Die Gemeinschaftsunterkunft auf dem Gelände des ehemaligen Fliegerhorsts im Schönwalder Erlenbruch ist wieder bewohnt. Anfang Februar ist das Heim erneut ans Netz gegangen, nachdem es zum Jahresende 2017 leergezogen wurde.

Eine Hand voll Bewohner sei in der vergangenen Woche bereits eingezogen, Platz bietet die Unterkunft für maximal 160 Menschen, wie Bürgermeister Bodo Oehme (CDU) auf MAZ-Anfrage bestätigte.

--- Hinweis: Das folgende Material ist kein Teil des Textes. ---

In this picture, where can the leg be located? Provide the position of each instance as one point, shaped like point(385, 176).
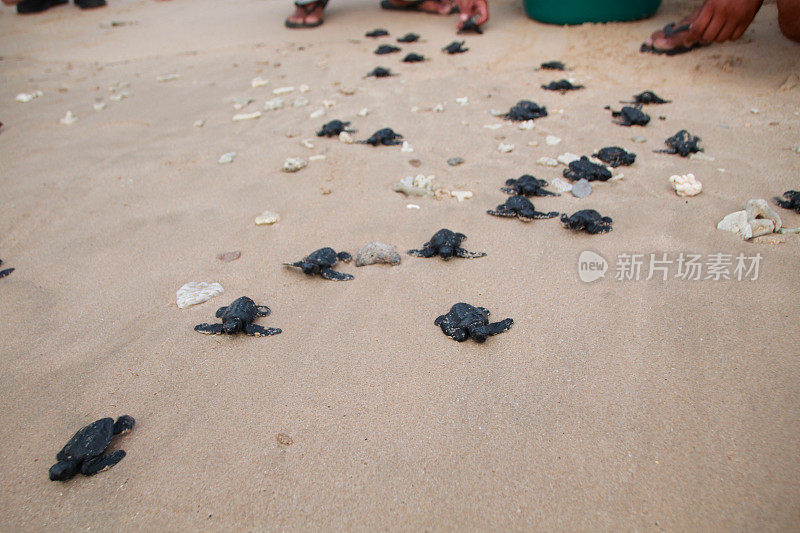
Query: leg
point(425, 252)
point(258, 331)
point(460, 252)
point(789, 19)
point(499, 327)
point(209, 329)
point(104, 462)
point(331, 274)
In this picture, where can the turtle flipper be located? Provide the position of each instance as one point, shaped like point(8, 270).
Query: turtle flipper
point(461, 252)
point(425, 252)
point(209, 329)
point(329, 273)
point(95, 465)
point(499, 327)
point(259, 331)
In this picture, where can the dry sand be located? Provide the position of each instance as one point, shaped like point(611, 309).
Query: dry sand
point(608, 406)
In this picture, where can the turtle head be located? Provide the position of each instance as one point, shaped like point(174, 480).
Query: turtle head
point(479, 332)
point(232, 325)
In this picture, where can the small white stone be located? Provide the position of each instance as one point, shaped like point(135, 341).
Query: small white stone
point(686, 185)
point(195, 292)
point(27, 97)
point(246, 116)
point(561, 185)
point(272, 105)
point(567, 158)
point(226, 158)
point(505, 148)
point(293, 164)
point(267, 218)
point(168, 77)
point(69, 119)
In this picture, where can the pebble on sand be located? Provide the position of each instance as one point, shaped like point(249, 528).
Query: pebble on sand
point(377, 252)
point(686, 185)
point(195, 292)
point(267, 218)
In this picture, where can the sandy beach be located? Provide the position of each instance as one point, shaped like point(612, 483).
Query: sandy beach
point(618, 405)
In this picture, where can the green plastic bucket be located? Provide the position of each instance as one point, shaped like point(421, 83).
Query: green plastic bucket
point(580, 11)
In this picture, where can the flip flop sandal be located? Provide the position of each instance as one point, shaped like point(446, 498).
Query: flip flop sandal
point(37, 6)
point(90, 4)
point(410, 6)
point(307, 9)
point(670, 30)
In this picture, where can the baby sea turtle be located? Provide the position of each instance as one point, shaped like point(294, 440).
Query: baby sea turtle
point(522, 208)
point(552, 65)
point(238, 317)
point(464, 321)
point(561, 86)
point(585, 169)
point(380, 72)
point(321, 262)
point(408, 38)
point(614, 156)
point(445, 244)
point(792, 202)
point(379, 32)
point(470, 25)
point(385, 137)
point(527, 185)
point(84, 451)
point(588, 220)
point(413, 58)
point(647, 97)
point(456, 47)
point(386, 49)
point(525, 110)
point(6, 272)
point(334, 128)
point(630, 116)
point(683, 143)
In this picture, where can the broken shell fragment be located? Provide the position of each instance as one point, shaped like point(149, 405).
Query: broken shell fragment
point(195, 292)
point(267, 218)
point(686, 185)
point(293, 164)
point(377, 252)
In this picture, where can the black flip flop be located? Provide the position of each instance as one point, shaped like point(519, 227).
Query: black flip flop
point(307, 9)
point(37, 6)
point(670, 30)
point(410, 6)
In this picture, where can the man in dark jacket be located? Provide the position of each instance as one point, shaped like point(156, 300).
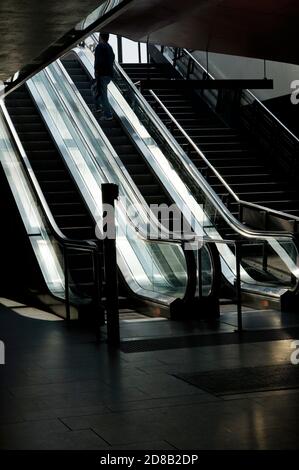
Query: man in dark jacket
point(103, 70)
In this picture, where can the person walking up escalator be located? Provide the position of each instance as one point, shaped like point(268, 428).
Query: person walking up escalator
point(103, 71)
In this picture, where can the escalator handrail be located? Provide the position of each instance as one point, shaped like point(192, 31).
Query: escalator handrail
point(88, 245)
point(259, 207)
point(209, 192)
point(171, 237)
point(181, 241)
point(267, 110)
point(216, 173)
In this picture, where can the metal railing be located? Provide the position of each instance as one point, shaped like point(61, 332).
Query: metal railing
point(192, 61)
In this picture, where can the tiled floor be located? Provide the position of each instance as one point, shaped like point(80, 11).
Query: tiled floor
point(62, 390)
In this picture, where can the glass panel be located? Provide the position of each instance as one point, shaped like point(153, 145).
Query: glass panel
point(91, 161)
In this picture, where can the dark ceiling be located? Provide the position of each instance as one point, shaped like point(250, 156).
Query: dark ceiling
point(253, 28)
point(27, 27)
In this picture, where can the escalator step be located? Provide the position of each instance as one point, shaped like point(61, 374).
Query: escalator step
point(33, 135)
point(66, 208)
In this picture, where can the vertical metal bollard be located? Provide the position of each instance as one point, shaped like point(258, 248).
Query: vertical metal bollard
point(238, 246)
point(66, 286)
point(109, 195)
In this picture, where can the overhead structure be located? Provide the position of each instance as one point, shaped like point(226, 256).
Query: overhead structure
point(33, 33)
point(253, 28)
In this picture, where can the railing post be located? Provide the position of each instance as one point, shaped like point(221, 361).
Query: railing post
point(199, 269)
point(66, 285)
point(265, 246)
point(109, 195)
point(99, 310)
point(119, 49)
point(238, 247)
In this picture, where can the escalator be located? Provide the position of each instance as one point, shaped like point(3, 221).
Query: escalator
point(60, 191)
point(147, 183)
point(153, 272)
point(239, 161)
point(267, 257)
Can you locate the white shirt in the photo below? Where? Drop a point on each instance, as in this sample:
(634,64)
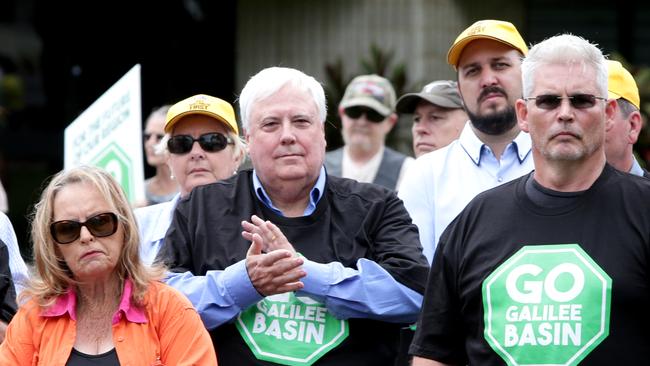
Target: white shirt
(19,273)
(366,172)
(441,183)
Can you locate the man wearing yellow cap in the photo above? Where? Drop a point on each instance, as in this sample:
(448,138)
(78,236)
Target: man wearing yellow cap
(491,150)
(551,268)
(624,130)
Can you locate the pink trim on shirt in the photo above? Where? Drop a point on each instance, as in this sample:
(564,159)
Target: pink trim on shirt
(67,303)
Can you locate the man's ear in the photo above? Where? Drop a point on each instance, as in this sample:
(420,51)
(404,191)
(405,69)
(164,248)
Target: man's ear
(611,108)
(522,115)
(635,121)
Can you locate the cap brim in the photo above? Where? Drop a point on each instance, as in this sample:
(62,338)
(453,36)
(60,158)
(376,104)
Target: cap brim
(453,56)
(169,126)
(408,102)
(367,102)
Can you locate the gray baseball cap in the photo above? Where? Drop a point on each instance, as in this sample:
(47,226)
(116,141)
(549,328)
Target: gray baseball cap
(443,93)
(372,91)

Der Grund: Der Landkreis Havelland, der die Unterkunft betreibt, habe mehrere Übergangsunterkünfte geschlossen und wolle die Bewohner jetzt am Schönwalder Standort zentral unterbringen, so Oehme. Die Initiative „Neue Nachbarn in Schönwalde“ könnte nun wiederbelebt werden, die Gemeinde wolle eng mit Initiative, Betreuern und Landkreis zusammenarbeiten.

Das Anfang 2016 in Containerbauweise errichtete Heim bot zeitweise bis zu 400 Menschen Platz, es war die größte Anlage, die der Landkreis Havelland zur Unterbringung von Flüchtlingen betrieb. Als der Flüchtlingsstrom abebbte, war das Heim leergezogen worden.